Do HK youths worry about their future prospects? Do you feel that there is a future for you in HK ?

My views on the future of HK and are shared by my friends. It is a subject we discuss a lot and find the situation depressing as we can see no positive change for the future. If it wasn’t for my family I would make plans to leave HK once I graduate.

Asia thinkers interviewed bartender, Danish Gurung (25 years old) whose father served with the British Gurkhas in the New Territories. He was born in Hong Kong and when his father retired to Nepal he stayed on.

Hong Kong’s youth are reported as being particularly unhappy, it might be because of the territory’s unusual situation. It’s technically one of the richest territories in Asia, but also has one of the worst wealth gaps.

Do you agree with this? How do you feel about your career and economic prospects given the current HK environment?

There is a lot of wealth in HK, but I feel that there is also opportunity – as long as you’re willing to work hard you’ll have a job. There are always jobs available in bars and restaurants which provide me with enough for basic living and opportunities to develop my career. I find that Hong Kongers are dissatisfied with how things are run, but I am glad we have access to Government services such as education and healthcare.

Hong Kong often ranks as having the least affordable housing in the world – and it is said to “affect young people’s family planning, and their choice of future career.” Do you feel the housing situation is a major problem and how does it affect you?

Housing for me is not an issue. I have always lived in crowded conditions and this doesn’t bother me. I rent a room with four others in Jordon, but most of the time I am working, sleeping or socialising. We have a strong Nepalese community in the area and we support each other. I have never thought about applying for public housing.

What are the key challenges HK youths face as they move into the workforce?

I can only speak for the Nepalese youth.
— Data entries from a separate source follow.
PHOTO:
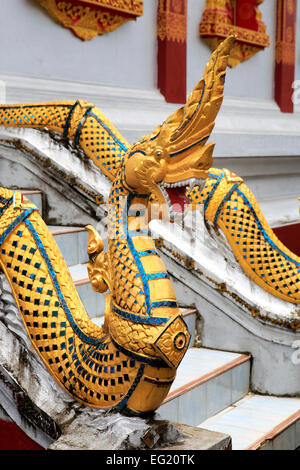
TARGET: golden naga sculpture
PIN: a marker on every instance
(131, 362)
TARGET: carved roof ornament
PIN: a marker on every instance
(241, 18)
(90, 18)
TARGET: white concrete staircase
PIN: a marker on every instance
(212, 389)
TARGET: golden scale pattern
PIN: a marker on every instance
(260, 253)
(84, 369)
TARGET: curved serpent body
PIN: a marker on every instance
(230, 206)
(129, 365)
(131, 362)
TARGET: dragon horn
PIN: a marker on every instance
(189, 127)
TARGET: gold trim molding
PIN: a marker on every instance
(218, 23)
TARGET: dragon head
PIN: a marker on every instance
(176, 154)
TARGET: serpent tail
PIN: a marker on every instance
(230, 206)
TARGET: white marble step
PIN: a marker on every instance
(259, 422)
(207, 382)
(35, 196)
(72, 243)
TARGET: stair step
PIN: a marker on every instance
(35, 196)
(72, 243)
(207, 382)
(259, 422)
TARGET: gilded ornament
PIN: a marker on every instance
(131, 362)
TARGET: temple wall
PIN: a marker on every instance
(253, 78)
(34, 45)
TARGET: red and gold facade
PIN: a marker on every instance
(89, 18)
(285, 54)
(242, 18)
(171, 37)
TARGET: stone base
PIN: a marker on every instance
(199, 439)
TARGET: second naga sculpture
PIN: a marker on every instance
(131, 362)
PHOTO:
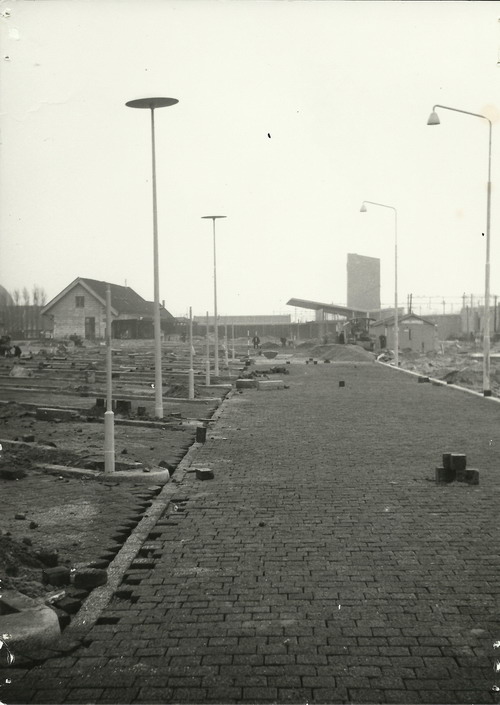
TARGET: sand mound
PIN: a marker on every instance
(341, 353)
Although most of us can speak Cantonese we have not been taught to read or write Chinese and  so we have limited opportunities for Government work or companies accept us only in low paid jobs. If I had the opportunity I would like to join the police or fire department. Due to lack of work opportunities a lot of my friends dropped out of school and became involved with drugs and gangs.
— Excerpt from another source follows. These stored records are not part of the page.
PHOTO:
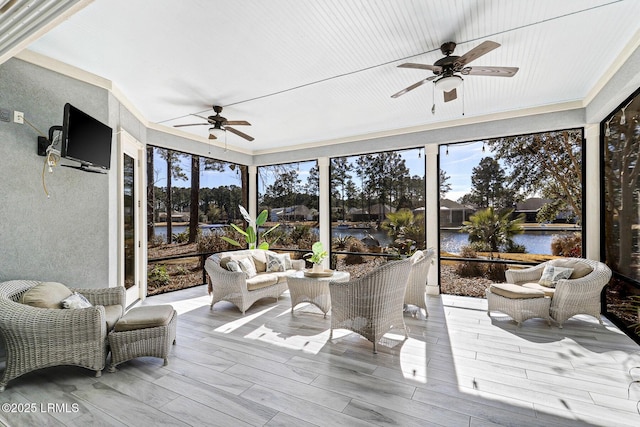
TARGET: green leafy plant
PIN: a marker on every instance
(159, 275)
(251, 234)
(318, 253)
Many  Hong Kongers have said they are supposed enjoy free speech and a free press, but they can’t readily discuss what makes them unhappy and have limited political means to change things. Do you agree with that you have limited opportunity to change social issues in HK and will it affect your future planning to stay in HK?

I don’t care about politics much. Compared to other places, Hong Kong is quite a free place. As long as you’re willing to work, you’ll have a job and  a basic living standard. I am a little bit scared about the future, because people say that in China the internet is limited, and people cannot use Facebook. ​From my impression, if you are in China, they will limit many things, and I do not want to live my life like that.

Do HK youths worry about their future prospects? Do you feel that there is a future for you in HK ?

I don’t really know much about what the future holds for Hong Kong, but I feel that we are not well accepted and that has sadly made me feel like I do not belong here. My parents decided I should stay in Hong Kong because they thought that the education system here was better than in Nepal, and I would have a better future growing up here. I am not unhappy in HK, however if I can earn enough money I would consider returning to Nepal and opening a bar.